SLSTR L2 Reprojection issue (PixelGeoCoding vs PixelGeoCoding2). Border artifacts and Tile access exceptions

Hi SNAP devs,
I’m here again with a new topic related to SLSTR L2 Reprojection.
My usual processing chain is Read->Subset->Reproject->Write

I got a sample from the public test data set ftp:
This sample has data crossing the dateline. (Locally, I have also some smaller samples crossing the dateline)
I have encountered a couple of issues dealing with them.
The first one is that without any special JVM argument being configured, I’m getting this exception:
exception1.log (2.6 KB)

Taking a look at the code, I see there are 2 PixelGeoCoding classes.
So I have tried with the alternate one by specifying:

resulting into exception2.log (2.4 KB)

Taking a look at the code again, I have added this argument to try to proceed with the processing:

Which at this point produced a result:
A world wide dataset (minX=-180° and maxX=180°) with 2 small regions of valid pixels on the left/right edges: let say in the longitude ranges [-180, -160] and [130,180] respectively). All the pixels in the middle area [-160,130] are NaN.
See screenshot:

First question is: what would be the best approach to deal with this scenario?
I see there is a geoRegion parameter in Subset Op so I was thinking about defining 2 subsets with 2 geometries (rectangles) splitting dataset in 2 halves, with longitude ranges [-180°, 0] and [0,180°]
Do you think it would make sense? Do you have any experience to share about this topic?
I have tried that approach by defining a GeoRegion WKT but I’m getting the same result as before.

Do you have any feedbacks on the above notes and exceptions?

The second issue I have is that using the default PixelGeoCoding2 (instead of GeoPixelCoding) takes very long.
Using a subset with 300 rows, a TileCache of 1.5GB and Heap of 2.4GB tooks 3’20’’ to produce a 36000x800 pixels image (due to the wide dataset covering -180, 180).
Taking a look with a profiler it seems it’s spending lot of time doing several PixelGeoCoding2.getPixelPos ->PixelFinder.findPixelPos resulting into getTile calls which get locked when accessing the tileCache (synchronized access).

I have tried with the ConcurrentTileCache (based on Guava) available in jai-ext project and that time went down to 1’50".

However, the alternate PixelGeoCoding generates the output faster: only 25".
The problem is that it creates artifacts on the subset edges/data edges.
It looks like cloned rows on the edge, resulting into some strange borders.
See this image (hope you can notice the pixel being copied on the edge, remarked by the red polygon I have added to the picture):

Is there any way to get rid of these artifacts?

As usual, thank you very much for your great assistance.

did you have any chance to take a look on the issue?
I’m having similar problems with OLCI L1 data crossing the dateline.
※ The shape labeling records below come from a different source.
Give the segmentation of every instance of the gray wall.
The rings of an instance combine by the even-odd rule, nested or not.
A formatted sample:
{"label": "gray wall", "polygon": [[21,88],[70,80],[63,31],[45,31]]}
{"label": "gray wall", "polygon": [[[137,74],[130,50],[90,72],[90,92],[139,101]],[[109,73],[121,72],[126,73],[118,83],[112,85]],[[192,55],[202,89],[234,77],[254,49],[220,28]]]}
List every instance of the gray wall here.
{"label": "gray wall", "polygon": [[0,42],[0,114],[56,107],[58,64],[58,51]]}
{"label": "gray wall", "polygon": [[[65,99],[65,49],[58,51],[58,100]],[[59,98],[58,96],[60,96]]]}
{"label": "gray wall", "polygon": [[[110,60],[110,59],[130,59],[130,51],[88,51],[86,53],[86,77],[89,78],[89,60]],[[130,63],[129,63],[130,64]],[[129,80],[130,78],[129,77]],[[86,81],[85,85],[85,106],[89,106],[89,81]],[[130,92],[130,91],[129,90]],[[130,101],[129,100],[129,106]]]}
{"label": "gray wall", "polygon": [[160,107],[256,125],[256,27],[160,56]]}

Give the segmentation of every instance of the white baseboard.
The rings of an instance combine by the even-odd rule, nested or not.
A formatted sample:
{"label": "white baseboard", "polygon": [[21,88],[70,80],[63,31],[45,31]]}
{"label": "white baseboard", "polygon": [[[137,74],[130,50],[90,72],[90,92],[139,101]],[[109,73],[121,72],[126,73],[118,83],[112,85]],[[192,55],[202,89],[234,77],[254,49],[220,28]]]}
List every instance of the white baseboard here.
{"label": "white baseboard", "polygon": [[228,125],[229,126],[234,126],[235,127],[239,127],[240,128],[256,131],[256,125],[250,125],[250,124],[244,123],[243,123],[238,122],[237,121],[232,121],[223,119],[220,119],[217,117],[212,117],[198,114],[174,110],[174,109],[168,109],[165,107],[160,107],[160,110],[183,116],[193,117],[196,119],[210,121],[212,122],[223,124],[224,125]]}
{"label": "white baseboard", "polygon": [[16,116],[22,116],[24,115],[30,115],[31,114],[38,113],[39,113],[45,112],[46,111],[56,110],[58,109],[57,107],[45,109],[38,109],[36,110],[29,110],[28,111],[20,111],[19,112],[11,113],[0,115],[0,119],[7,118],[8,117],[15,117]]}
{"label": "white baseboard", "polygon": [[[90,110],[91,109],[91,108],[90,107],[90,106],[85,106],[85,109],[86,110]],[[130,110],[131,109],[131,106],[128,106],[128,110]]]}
Activating -Dsrtbx.reader.olci.pixelGeoCoding=true I get better results. However it takes very long (due to accessing 1 by 1 the coordinates pixels). Moreover, I get strange NaN pattern near the corner (see the scattered white pixels in this QGIS preview):

I’m digging into the code trying to find the cause. Please, let me know if you have any suggestion or hints about it.


Sorry Daniele for not being very responsive these days. Currently I can’t say way we’ll have the time to look into it. Hopefully it will not take to long.
Have you found meanwhile any new insights?

Hi Marco,
not so much for the moment. I had to focus on other processing tasks.
The only thing I have found is some inconsistency in the PixelGeoCoding class which was causing the NPE.
The way the targetRasterFormatTag is created starts from an ImageLayout layout which always set a DataBuffer.TYPE_FLOAT.
Then the processFloatLoop/Double destAcc.getDoubleDataArrays will get a null array since it has been initialized as FLOAT instead.


The NPE in the processFloatLoop and processDoubleLoop should be fixed now.
maybe you give it a try.


Hi Marco,
thanks for the feedback and the fix.

I’ll give it a try in the next days.